Una manera de entender otro significado de la palabra Yoga es a través de una metáfora tradicional muy fecunda: la imagen del carromato. La función de un carromato es la de transportarnos o llevar nuestros enseres, pero para que cumpla dicha función las ruedas tienen que estar insertadas en los ejes del carromato, y éste a los caballos o bueyes a través de un enganche; los bueyes atados entre sí y ambos sujetos a unas riendas que maneja el cochero. Basta que una de las piezas esté ausente o mal colocada para que el carromato quede inmóvil indefinidamente. Para que nuestro medio de transporte esté a punto, las ruedas tienen que estar bien engrasadas, los ejes alineados, los bueyes alimentados y el equipaje bien sujeto.

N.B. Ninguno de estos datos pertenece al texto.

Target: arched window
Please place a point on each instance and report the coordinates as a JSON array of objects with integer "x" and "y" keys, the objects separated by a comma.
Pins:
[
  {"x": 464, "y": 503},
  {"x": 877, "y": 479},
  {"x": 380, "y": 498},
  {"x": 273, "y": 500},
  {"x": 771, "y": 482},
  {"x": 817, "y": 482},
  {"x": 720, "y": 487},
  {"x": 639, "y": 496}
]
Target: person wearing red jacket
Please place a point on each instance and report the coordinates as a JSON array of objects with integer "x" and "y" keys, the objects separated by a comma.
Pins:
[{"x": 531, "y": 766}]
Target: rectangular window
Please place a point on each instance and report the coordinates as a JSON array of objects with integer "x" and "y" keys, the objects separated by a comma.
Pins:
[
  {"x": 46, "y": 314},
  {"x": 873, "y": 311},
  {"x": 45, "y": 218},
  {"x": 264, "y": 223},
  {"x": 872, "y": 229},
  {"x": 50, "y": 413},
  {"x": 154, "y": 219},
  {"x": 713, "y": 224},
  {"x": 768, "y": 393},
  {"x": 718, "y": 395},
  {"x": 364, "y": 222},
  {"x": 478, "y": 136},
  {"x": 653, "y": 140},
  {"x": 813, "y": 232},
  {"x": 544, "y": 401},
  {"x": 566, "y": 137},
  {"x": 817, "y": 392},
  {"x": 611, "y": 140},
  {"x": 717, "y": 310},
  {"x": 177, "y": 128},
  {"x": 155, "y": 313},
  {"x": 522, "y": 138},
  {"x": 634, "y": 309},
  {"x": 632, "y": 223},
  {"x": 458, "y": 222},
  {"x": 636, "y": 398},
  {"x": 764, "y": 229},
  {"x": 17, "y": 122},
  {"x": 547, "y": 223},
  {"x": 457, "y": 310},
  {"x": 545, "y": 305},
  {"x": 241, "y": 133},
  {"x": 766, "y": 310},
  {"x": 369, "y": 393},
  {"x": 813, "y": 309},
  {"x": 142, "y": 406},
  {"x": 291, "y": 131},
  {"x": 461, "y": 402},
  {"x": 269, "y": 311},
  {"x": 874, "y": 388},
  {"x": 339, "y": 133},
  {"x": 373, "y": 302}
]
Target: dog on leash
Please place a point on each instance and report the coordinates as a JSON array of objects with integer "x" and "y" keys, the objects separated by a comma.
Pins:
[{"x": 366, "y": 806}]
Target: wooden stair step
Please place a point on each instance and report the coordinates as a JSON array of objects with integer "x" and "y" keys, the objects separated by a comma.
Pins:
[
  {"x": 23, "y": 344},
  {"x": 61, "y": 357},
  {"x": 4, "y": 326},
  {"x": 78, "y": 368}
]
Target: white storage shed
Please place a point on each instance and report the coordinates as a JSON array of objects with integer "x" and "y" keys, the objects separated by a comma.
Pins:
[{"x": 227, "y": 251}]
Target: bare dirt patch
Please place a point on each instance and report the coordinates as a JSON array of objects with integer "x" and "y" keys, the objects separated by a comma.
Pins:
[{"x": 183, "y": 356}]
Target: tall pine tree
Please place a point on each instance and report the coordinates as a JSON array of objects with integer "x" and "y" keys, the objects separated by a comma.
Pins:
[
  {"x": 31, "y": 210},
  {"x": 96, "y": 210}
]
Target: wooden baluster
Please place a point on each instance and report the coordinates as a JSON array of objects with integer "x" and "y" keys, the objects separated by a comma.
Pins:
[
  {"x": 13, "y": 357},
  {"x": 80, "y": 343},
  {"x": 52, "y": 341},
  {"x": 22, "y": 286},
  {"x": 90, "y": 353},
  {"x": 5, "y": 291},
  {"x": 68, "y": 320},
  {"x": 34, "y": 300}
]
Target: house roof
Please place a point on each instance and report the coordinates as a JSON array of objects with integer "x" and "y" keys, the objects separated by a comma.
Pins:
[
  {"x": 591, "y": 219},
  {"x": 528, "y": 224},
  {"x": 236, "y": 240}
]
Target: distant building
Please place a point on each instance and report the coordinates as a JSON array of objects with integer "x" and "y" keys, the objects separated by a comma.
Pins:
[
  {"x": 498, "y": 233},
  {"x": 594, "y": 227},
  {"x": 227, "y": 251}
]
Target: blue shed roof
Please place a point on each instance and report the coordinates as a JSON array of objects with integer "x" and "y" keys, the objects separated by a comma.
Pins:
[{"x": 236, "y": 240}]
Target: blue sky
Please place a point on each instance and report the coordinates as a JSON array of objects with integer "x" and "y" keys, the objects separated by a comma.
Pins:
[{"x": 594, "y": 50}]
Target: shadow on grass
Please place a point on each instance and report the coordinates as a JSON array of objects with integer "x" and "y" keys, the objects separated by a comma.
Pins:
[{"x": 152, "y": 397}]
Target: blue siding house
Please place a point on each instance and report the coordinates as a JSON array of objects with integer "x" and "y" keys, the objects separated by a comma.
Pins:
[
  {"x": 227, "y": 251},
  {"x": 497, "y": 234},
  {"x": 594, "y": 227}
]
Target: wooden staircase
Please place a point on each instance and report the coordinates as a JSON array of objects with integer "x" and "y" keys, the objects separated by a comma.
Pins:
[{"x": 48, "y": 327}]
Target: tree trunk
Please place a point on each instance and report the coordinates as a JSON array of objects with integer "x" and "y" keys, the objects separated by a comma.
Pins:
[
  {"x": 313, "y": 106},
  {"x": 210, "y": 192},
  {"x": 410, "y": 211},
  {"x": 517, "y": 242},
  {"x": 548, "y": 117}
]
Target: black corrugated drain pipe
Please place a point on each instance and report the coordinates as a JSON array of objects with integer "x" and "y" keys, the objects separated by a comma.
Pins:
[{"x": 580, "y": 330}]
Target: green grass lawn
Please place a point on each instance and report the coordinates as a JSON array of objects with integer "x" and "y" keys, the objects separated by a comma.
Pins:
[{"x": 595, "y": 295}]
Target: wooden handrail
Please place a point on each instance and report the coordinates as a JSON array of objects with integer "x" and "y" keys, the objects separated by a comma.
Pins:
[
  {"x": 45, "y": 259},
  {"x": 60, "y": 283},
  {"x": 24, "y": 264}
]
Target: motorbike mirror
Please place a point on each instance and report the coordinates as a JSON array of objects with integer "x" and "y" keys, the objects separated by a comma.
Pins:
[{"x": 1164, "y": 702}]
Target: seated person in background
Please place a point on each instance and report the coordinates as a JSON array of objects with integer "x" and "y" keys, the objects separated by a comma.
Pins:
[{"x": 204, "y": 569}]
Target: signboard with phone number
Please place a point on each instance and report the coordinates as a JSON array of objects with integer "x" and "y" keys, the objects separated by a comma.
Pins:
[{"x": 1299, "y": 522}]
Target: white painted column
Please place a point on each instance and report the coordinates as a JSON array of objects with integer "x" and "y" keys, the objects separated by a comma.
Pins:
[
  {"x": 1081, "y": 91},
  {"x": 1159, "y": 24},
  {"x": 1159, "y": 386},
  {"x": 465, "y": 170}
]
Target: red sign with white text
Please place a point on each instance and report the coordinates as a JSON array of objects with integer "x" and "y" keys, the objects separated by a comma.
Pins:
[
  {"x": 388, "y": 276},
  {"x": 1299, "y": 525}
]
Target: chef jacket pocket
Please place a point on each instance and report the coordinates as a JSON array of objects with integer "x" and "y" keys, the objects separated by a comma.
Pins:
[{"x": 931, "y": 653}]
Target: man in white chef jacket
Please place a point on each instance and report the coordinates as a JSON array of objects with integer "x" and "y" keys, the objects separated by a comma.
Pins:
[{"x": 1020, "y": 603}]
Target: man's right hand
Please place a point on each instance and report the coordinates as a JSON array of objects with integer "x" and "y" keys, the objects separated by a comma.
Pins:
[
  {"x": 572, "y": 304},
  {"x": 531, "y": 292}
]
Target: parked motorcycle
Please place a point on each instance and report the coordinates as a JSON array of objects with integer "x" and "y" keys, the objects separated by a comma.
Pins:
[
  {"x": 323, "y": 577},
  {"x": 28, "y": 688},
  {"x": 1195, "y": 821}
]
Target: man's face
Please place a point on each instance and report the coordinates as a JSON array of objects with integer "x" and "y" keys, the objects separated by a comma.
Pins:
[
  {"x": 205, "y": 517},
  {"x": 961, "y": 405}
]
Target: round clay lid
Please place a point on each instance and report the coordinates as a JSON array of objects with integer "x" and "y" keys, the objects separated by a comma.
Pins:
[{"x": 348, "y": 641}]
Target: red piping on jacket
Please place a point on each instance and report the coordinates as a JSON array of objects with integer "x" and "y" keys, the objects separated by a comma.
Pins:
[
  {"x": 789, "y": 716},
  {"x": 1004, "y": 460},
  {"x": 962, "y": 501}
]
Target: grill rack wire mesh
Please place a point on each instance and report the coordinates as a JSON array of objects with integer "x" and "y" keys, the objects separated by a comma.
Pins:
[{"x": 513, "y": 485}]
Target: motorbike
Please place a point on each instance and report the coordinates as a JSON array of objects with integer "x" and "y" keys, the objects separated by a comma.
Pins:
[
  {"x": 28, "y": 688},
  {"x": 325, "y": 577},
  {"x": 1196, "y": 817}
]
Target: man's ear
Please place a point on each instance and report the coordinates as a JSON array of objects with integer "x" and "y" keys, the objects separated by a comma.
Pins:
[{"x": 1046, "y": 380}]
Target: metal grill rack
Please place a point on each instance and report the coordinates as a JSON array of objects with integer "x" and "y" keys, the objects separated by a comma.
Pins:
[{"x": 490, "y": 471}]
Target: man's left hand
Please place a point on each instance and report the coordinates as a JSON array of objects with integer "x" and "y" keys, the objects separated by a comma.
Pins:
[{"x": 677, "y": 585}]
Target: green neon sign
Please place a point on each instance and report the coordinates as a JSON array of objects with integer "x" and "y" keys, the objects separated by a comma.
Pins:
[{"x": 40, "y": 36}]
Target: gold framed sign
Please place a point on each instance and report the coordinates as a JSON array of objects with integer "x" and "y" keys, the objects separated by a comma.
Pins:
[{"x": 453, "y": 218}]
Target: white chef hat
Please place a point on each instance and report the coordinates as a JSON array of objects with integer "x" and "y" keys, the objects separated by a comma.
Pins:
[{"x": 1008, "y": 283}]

La imagen que utilizamos es adecuada en tanto que podemos identificarla con la globalidad de la que formamos parte. El carromato podría ser nuestro cuerpo mientras que los bueyes la parte instintiva a la que a menudo hay que ponerle unas anteojeras porque fácilmente es tentada por los sentidos. Las riendas son nuestra mente que tiene capacidad para dirigir esa fuerza instintiva y el cochero, el yo, el pequeño yo que organiza y dirige el camino a emprender. No nos olvidemos que en el interior del carruaje vamos nosotros mismos, nuestro Ser profundo, sin el cual no tendría sentido ni carromato ni viaje alguno.

Es evidente que si el carromato tiene el freno echado, los bueyes desenganchados, el cochero no encuentra las riendas y nosotros estamos confusos, la posibilidad de hacer un viaje queda descartada. El Yoga nos ayuda a transformar el caos inicial en orden y a dialogar con los elementos opuestos para crear una nueva armonía.

Una de las raíces de la palabra Yoga viene de yug que significa, entre otros: atar, uncir, unión, medio, magia y un largo etcétera, y también está emparentada con la palabra yugo, precisamente el yugo que hay que poner a los bueyes para que sigan unidos por el camino. Yoga, en este sentido, significa unión.

Buscamos unión pero parece ser que, en ese mismo camino de vida que recorremos, nos encontramos, sin quererlo, mucha disgregación. Les pasa a las parejas que aunque se quieran no se entienden, a los grupos religiosos que aunque persigan un mismo objetivo se ignoran, a muchas naciones vecinas que, aunque compartan gran parte de su historia, se odian. La desunión se da entre la humanidad y la naturaleza, a la cual necesitamos pero a la que no dejamos sorprendentemente de explotar y de aniquilar; desunión que habita incluso entre hombres y mujeres que, aunque seamos compañeros de vida, no cejamos en el control y a veces en el maltrato. Maltrato que también se da con los animales, con los niños o con las personas mayores, es decir, con los más débiles. Esta escisión se agrava cuando permanecemos insensibles ante el sufrimiento ajeno, cuando desconfiamos del vecino, cuando marginamos a un otro simplemente por ser diferente a nosotros. Esa fragmentación que reside en el mundo nos afecta, nos envenena y nos aliena, y no se sabe bien si es el mundo el que nos disecciona a su imagen y semejanza o somos nosotros mismos los que sembramos las semillas que después vemos crecer allá fuera.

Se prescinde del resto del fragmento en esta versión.